For the first time, some municipal offices were built adjacent to a mall. And soon, other official offices will be built inside. "You see, this is modernity, it's like Dubai," the civil servant insists. During her lunch break, she doesn't know yet if she will "buy something at Zara or eat sushi."
Tough choice? "Of course," she says.
Wrong time
A group of girls enter a Sakko store, a popular Turkish brand of scarves and ties. Their parents are happy to let them hang out at the mall, which is considered a clean and safe place. "To me, the mall represents freedom," explains one of these girls.
On a store window, there is a "National Shopping Day" poster. "This comes at the wrong time", a saleswoman remarks. Indeed. A mall project that was supposed to be built in Taksim Square over the last remaining green space has been tearing the country apart.
A few metro stations away, we are in another world. Shopping centers are no longer considered progress, but as a sign of alienation. In one month, the movement opposed to the new mall construction in Gezi Park has absorbed a decade of discontentment. A police crackdown, at least four deaths, hundreds of arrests, and a stock market crash has the world watching with trepidation.
The young people of Taksim Square who launched the movement against the government are opposed to the existing malls as well. In two locations, there were sit-ins that lasted for hours.
Slowly, the movement that began with a few people trying to preserve one park has turned into a mass movement, with a long list of demands.
One young woman explains that she borrows 2,000 euros a year to pay college tuition. A young man remembers he was with his friends at a café when the riots started. At one point, they wondered: "What about us?" They finally joined the movement and stayed two days in a row in Taksim, swept up in the adventure of it all. Then, suddenly, the boy felt he was waking up.
"What was I doing with these children of the elite -- I had to earn a living working at the mall?" The young woman now says the Prime Minister was right to intervene "strongly." Otherwise, how would it end? What if the construction stops and Turkey doesn't have the economic assets to attract German and Dutch investors? And what if the economy collapses? And if Turkey was becoming the next Spain?

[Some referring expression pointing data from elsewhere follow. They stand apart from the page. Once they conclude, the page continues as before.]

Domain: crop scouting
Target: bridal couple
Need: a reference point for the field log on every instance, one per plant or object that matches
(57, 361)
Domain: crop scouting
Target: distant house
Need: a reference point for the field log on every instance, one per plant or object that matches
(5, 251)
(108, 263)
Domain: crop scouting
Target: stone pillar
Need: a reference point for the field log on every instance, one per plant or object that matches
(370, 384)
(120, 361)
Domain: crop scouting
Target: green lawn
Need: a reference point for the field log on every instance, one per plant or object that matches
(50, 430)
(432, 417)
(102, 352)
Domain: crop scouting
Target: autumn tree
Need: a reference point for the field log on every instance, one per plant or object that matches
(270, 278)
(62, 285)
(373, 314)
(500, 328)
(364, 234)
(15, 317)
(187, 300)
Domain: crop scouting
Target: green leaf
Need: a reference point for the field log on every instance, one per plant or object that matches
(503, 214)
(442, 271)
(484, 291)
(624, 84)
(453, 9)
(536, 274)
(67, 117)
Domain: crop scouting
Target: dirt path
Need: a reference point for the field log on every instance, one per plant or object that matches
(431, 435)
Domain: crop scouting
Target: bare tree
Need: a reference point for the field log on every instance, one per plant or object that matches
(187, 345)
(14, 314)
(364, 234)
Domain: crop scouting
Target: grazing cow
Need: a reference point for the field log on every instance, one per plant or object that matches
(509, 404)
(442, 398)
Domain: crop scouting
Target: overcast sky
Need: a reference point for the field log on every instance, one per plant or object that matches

Under the fake palm trees, the group of men are now standing and screaming. They are surprised to see foreign journalists. One guard is getting closer, asking us authorizations and permits. There is a sudden charge of electricity in the air. Apparently, we visitors are "agents from Iran and Israel here to destabilize the country."
With their cell-phone cameras, the clients of the mall are now taking photographs of the few Turkish who dared to talk to us. Everybody now has to leave the premises.
But as soon as we are escorted out, the men rush back in the mall. The electronic organs have again struck up the Strauss waltz.